Consumers fail to realise how much sensitive information they carry in their mobile phones, according to a university study.
Professor Steve Furnell from Plymouth University said that focus groups carried out on the campus showed a worrying trend of users not protecting their data on mobile devices because they did not see any threat.
Responses from the study included phrases such as: 'I'm not sure that anybody would want to steal my information. I don't perceive myself to be that important.'
"But we went through the discussion and asked what would you do if this fell into other people's hands? Would you really want someone else having access to your contact list? Do you store passwords for services on your device?" said Professor Furnell.
"And we found that the answers were 'Yes I do' and 'No I wouldn't want other people having this' and so their categorisation of what they considered to be sensitive data, and whether their device actually held it, had evolved."

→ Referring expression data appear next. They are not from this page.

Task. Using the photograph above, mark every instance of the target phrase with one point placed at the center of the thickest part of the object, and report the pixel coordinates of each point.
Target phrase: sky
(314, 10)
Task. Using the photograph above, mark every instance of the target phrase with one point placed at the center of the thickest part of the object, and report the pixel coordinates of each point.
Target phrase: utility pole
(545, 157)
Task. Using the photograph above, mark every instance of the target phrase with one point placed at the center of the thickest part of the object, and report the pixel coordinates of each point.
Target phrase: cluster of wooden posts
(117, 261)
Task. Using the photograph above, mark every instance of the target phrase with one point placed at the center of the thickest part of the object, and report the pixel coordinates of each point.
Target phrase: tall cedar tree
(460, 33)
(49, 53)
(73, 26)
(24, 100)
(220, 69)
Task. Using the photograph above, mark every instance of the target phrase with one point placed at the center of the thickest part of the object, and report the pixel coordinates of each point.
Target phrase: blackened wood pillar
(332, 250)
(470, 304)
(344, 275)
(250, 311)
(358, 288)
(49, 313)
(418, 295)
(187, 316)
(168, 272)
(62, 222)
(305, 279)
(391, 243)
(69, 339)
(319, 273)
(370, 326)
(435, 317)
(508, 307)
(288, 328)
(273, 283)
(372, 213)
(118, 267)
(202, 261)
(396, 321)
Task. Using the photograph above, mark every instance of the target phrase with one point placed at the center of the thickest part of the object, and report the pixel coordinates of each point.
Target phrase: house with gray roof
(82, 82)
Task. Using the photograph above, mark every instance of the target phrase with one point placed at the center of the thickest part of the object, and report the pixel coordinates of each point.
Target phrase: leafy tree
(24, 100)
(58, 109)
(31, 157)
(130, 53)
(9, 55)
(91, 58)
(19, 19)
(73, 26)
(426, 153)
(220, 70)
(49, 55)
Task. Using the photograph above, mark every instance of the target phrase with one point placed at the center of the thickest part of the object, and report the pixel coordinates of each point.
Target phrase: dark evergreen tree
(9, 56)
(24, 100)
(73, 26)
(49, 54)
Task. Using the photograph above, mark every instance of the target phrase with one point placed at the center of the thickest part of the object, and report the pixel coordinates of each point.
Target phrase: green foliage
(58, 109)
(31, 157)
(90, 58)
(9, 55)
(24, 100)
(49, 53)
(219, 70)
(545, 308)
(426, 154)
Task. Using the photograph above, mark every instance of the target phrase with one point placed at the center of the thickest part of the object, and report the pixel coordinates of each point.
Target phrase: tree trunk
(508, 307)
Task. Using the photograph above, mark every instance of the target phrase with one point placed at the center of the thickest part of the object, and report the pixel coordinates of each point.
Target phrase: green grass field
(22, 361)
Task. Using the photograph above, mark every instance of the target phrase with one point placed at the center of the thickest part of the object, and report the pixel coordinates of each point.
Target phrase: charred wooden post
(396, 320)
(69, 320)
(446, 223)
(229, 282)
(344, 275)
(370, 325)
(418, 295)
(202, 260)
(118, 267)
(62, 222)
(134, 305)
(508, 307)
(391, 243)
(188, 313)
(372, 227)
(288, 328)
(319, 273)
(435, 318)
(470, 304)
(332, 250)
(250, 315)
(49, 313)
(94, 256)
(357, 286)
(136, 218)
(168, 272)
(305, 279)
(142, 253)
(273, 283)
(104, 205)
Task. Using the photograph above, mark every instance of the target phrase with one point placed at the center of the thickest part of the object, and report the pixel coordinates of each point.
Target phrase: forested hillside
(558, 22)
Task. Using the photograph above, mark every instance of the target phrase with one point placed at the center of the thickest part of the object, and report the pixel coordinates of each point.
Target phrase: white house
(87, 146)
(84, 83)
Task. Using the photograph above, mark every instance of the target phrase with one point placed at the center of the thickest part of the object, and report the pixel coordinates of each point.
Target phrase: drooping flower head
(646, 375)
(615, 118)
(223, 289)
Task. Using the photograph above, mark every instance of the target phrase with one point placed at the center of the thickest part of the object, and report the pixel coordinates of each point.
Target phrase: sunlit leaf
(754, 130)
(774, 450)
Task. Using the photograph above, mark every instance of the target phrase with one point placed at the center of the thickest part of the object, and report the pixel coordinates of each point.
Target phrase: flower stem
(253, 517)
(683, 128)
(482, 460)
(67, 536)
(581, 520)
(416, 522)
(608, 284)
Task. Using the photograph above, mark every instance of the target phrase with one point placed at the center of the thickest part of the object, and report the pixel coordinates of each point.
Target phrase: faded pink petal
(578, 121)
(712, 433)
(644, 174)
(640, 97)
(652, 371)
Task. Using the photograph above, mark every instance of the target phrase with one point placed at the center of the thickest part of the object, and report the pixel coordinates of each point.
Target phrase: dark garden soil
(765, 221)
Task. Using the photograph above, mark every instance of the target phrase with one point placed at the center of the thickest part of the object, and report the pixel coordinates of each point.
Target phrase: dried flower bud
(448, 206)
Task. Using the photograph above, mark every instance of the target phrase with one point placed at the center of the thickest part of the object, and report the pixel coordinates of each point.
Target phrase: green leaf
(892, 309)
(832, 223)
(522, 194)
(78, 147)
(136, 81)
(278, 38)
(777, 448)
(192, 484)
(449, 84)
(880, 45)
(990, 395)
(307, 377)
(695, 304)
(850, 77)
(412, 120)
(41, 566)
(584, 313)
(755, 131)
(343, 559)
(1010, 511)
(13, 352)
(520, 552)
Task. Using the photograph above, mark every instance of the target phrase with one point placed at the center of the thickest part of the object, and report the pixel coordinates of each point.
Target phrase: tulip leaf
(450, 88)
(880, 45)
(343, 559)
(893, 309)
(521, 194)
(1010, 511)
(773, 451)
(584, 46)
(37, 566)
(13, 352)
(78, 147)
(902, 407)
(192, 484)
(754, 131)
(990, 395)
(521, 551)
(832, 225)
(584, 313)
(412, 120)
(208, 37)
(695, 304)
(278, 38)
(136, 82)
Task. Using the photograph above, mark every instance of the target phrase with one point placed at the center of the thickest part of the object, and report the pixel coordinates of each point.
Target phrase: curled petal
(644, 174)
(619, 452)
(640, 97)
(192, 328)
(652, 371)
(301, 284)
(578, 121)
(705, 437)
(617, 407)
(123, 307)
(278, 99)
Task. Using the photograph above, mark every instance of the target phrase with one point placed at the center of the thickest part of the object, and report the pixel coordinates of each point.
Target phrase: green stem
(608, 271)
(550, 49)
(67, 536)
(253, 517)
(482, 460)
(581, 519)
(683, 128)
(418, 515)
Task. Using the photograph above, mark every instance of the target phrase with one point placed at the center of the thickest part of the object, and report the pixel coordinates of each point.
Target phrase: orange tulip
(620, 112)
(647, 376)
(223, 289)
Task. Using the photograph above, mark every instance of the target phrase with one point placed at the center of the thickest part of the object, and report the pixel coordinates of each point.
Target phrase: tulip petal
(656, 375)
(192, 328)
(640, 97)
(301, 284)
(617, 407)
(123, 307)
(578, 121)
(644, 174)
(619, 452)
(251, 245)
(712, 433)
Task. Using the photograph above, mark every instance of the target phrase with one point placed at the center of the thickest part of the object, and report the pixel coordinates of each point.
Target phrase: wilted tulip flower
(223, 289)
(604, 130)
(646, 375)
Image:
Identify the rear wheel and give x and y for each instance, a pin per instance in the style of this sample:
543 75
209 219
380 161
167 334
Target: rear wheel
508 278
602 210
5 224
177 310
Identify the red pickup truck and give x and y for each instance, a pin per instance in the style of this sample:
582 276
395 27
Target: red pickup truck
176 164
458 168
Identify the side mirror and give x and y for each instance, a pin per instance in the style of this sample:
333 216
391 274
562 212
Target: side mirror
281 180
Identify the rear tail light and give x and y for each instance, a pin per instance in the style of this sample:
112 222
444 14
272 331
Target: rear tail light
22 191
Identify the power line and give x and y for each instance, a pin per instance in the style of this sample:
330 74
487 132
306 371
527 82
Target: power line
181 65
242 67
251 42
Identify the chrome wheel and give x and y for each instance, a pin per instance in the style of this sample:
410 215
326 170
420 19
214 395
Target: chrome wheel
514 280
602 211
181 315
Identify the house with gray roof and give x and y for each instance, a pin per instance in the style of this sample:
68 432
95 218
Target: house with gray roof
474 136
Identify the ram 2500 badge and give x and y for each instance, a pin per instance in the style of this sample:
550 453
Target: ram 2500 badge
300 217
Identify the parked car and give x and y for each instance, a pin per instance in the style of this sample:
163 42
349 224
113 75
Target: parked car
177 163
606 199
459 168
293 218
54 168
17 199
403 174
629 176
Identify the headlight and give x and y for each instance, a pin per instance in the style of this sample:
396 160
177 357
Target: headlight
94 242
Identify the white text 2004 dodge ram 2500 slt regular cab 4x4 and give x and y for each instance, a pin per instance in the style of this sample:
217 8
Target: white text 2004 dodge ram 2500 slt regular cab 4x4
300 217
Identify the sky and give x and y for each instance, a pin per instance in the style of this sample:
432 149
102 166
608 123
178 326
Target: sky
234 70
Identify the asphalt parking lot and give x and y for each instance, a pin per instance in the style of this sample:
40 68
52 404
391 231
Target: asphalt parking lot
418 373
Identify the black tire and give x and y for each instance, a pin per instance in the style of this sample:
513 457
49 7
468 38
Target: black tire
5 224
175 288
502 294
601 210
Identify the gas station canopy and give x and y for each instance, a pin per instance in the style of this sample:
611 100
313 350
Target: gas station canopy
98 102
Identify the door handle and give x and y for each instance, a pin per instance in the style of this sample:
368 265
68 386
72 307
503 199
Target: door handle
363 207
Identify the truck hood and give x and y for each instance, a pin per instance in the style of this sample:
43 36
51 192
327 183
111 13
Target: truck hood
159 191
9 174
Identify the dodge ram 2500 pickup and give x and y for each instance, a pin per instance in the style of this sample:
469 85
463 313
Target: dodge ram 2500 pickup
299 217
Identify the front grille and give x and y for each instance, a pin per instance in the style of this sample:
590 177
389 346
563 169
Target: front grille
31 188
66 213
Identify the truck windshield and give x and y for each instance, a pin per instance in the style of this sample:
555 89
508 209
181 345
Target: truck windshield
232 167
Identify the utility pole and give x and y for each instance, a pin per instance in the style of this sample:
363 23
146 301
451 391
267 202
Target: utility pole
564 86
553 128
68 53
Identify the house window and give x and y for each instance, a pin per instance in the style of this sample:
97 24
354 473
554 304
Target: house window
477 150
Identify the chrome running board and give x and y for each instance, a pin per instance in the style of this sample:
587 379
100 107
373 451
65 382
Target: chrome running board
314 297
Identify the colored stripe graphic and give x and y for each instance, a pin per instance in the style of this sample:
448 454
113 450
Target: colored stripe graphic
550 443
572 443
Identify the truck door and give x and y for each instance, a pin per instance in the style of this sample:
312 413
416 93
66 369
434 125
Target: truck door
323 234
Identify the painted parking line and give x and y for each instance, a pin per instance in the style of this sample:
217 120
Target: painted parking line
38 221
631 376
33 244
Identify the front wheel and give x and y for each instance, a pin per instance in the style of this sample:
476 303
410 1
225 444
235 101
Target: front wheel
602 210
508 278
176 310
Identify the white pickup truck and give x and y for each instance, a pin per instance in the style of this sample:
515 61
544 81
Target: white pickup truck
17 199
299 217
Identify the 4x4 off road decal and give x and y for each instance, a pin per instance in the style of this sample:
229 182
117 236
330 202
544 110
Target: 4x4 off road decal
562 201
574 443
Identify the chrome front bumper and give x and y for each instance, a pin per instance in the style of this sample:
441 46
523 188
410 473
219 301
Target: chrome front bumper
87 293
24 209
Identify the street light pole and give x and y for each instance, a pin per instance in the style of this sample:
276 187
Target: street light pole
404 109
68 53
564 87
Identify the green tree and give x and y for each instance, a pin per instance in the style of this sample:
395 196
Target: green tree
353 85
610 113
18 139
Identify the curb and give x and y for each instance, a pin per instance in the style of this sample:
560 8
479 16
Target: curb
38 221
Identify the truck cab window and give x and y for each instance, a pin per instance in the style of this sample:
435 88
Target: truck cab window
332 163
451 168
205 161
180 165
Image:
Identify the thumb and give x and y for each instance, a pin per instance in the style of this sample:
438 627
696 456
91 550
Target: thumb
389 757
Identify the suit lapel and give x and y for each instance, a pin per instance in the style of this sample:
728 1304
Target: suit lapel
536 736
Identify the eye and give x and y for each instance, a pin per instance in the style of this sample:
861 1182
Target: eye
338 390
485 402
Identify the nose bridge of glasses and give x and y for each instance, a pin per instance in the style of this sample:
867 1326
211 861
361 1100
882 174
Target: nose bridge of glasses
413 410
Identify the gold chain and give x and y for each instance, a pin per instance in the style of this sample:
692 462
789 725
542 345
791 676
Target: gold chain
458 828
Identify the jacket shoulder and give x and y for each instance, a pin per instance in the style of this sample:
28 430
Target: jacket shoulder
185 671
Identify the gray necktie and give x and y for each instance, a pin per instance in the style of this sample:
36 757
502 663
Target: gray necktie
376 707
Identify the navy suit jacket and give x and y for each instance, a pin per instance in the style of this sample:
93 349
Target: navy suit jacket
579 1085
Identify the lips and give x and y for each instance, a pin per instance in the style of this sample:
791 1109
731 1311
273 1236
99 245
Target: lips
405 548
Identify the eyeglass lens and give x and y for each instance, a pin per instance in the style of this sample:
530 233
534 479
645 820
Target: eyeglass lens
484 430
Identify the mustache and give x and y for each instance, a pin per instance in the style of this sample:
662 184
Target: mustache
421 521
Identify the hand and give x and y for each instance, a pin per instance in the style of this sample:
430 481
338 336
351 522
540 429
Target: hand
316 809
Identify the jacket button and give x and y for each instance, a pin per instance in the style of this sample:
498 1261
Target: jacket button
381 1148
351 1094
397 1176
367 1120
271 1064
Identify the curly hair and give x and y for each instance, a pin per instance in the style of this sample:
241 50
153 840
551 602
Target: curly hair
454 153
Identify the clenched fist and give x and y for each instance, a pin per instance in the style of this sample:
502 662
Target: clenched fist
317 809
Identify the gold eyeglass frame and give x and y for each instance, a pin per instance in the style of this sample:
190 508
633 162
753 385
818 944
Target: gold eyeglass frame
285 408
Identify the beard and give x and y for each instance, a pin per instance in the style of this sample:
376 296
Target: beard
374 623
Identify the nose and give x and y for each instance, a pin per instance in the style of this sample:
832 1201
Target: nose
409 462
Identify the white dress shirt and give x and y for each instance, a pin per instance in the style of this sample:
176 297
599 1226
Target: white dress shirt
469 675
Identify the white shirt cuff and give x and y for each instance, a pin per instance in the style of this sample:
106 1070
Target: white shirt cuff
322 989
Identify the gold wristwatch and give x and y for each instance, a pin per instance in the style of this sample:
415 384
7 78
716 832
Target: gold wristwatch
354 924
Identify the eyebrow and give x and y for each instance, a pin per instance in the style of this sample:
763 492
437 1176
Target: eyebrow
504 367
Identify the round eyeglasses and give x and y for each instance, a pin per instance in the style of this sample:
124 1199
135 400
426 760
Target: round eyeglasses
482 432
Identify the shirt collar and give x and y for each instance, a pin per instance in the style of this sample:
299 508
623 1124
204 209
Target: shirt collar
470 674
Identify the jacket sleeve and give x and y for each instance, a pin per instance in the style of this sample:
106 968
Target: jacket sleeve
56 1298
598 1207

The study found that only 66 per cent of people used a Pin to protect their device, although 45 per cent of those did not bother to change the default number.
Professor Furnell said that the technology exists to protect users, but that they simply did not make use of it.
"You can have stronger protection even now on many types of mobile devices, for example Windows Mobile which will allow you to go beyond the simple four-digit key and use a strong alphanumeric password," he said.
"But because it would be significantly inconvenient, in many cases, although this facility exists, it is not used."